GazeDetector
Pure-geometry gaze direction from MediaPipe iris landmarks.
GazeDetector (from @framefind/core) is the underlying class that useGazeDetector wraps. It uses the iris landmarks (478-point set) MediaPipe FaceLandmarker already produces, so no ONNX model is fetched.
The algorithm is simple geometry:
- Locate the iris center (landmark 468 for left eye, 473 for right).
- Map it to
[-1, 1]inside the eye's bounding box (outer/inner corners + top/bottom lids). - Average both eyes.
- Subtract a scaled version of head yaw/pitch to remove head-pose contamination.
- Apply a One Euro filter for low-lag smoothing.
Browser usage
import { GazeDetector } from "@framefind/core";
const detector = new GazeDetector({});
await detector.load();
// on each frame:
const result = detector.detectFromVideo(videoEl);
console.log(result.x, result.y, result.region);
// when done:
detector.dispose();detectFromVideo is synchronous — it returns the latest gaze immediately, no canvas needed.
Node.js
GazeDetectorNode does not run MediaPipe itself — it takes landmarks you already produced (e.g. via @tensorflow-models/face-landmarks-detection with refineLandmarks: true, which yields the 478-point iris-augmented set).
import { GazeDetectorNode } from "@framefind/core/node";
const gaze = new GazeDetectorNode({});
const result = gaze.detectFromLandmarks(landmarks, yawDeg, pitchDeg);
console.log(result.region, result.screen);If you don't have head-pose angles, pass 0, 0 — the result will simply not be head-compensated.
Options
new GazeDetector({
// Face landmarker assets.
faceLandmarkerModelUrl: "...",
mediapipeWasmPath: "...",
minFaceDetectionConfidence: 0.5,
minFacePresenceConfidence: 0.5,
minTrackingConfidence: 0.5,
// Multipliers applied to head yaw/pitch (in degrees) before subtracting from gaze.
// Tune these on your camera setup — typical values 0.008 – 0.02.
yawCompensation: 0.012,
pitchCompensation: 0.012,
// Half-width of the central "center" region. Default: 0.18
deadzone: 0.18,
// Flip gaze horizontally — set true for mirrored selfie cameras. Default: true.
mirrorX: true,
// Flip gaze vertically. Default: false.
mirrorY: false,
// Smoothing. Default: One Euro.
smoothing: { type: "oneEuro" },
// Prefer GPU delegate. Default: true, falls back to CPU.
preferGpu: true,
// Minimum ms between inferences in a frame loop. Default: 0.
inferenceIntervalMs: 0,
});Result type
type GazeRegion =
| "top-left" | "top" | "top-right"
| "left" | "center" | "right"
| "bottom-left" | "bottom" | "bottom-right";
type GazeResult = {
x: number;
y: number;
region: GazeRegion;
rawX: number;
rawY: number;
screen: { x: number; y: number };
faceDetected: boolean;
};x and y are the head-compensated, smoothed gaze in [-1, 1]. rawX/rawY are the unfiltered iris-in-eye ratio if you want to apply your own compensation. screen maps (x, y) linearly to [0, 1] so it can be used as a normalized cursor position.
Calibration
The detector ships with a per-user affine calibrator. After 5–9 samples it fits a 2×3 transform that maps the head-compensated raw gaze directly to screen coordinates in [0, 1].
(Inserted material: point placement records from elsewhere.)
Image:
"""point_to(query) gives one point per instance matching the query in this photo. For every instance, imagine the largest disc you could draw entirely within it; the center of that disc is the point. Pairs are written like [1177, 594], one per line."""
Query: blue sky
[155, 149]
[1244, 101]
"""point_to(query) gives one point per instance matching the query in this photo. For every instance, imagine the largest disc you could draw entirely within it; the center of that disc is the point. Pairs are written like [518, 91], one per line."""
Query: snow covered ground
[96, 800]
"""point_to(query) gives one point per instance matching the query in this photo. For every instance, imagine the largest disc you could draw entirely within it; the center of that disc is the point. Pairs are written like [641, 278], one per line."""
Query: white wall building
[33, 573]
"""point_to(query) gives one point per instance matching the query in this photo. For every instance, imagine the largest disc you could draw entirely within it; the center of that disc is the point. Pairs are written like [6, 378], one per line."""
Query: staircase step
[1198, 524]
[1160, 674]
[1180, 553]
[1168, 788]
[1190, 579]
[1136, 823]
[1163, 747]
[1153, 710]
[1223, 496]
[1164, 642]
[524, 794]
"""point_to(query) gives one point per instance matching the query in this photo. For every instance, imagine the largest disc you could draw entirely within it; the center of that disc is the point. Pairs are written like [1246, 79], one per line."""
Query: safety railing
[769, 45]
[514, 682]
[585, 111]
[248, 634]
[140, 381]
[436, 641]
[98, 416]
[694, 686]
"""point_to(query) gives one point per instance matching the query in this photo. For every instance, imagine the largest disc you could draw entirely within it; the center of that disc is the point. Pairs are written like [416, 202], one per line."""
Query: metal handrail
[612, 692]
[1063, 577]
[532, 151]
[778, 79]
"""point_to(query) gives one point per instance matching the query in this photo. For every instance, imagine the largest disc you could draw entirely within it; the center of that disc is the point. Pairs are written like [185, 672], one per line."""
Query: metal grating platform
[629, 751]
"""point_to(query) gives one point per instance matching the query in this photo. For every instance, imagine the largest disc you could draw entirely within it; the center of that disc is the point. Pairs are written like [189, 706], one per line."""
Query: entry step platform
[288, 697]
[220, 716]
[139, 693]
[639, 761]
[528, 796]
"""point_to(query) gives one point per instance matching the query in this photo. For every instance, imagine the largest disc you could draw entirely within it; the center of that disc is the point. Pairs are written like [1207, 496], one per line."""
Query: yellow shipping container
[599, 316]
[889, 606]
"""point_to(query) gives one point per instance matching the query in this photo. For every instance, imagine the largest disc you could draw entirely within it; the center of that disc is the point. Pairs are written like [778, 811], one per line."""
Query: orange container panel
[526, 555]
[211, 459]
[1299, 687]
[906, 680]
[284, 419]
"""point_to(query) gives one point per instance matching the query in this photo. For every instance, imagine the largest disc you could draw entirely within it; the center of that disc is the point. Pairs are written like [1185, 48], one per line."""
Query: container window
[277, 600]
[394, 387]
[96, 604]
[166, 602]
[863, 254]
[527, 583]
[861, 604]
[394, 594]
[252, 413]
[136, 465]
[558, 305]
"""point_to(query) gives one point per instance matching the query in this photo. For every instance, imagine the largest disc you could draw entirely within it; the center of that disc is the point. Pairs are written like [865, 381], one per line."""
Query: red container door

// Show a dot at (0.1, 0.1) and have the user fixate for ~1 second.
detector.addCalibrationSample(0.1, 0.1);
// ...repeat for the rest of the grid...
const cal = detector.calibrate();
if (cal) {
console.log("Affine fit:", cal.xRow, cal.yRow, cal.sampleCount);
}
detector.isCalibrated(); // boolean
detector.getCalibration(); // GazeCalibration | null
detector.setCalibration(cal); // inject a saved calibration
detector.clearCalibration(); // drop samples + active transformaddCalibrationSample uses the most recent detector output, so call it only after detectFromVideo has produced a faceDetected: true result. The minimum sample count is 3 (the number of affine parameters per axis); 9 is recommended for screen-spanning accuracy.
To persist across sessions, save the GazeCalibration object — it is plain JSON.
type GazeCalibration = {
xRow: [number, number, number]; // [a, b, c] — screenX = a*rawX + b*rawY + c
yRow: [number, number, number]; // [d, e, f] — screenY = d*rawX + e*rawY + f
sampleCount: number;
};For lower-level use (e.g. averaging multiple frames per target before pushing a sample), pushCalibrationSample({ rawX, rawY, targetX, targetY }) accepts explicit raw values.
Cleanup
detector.dispose();Releases the MediaPipe face landmarker, resets smoothing, and clears any active calibration.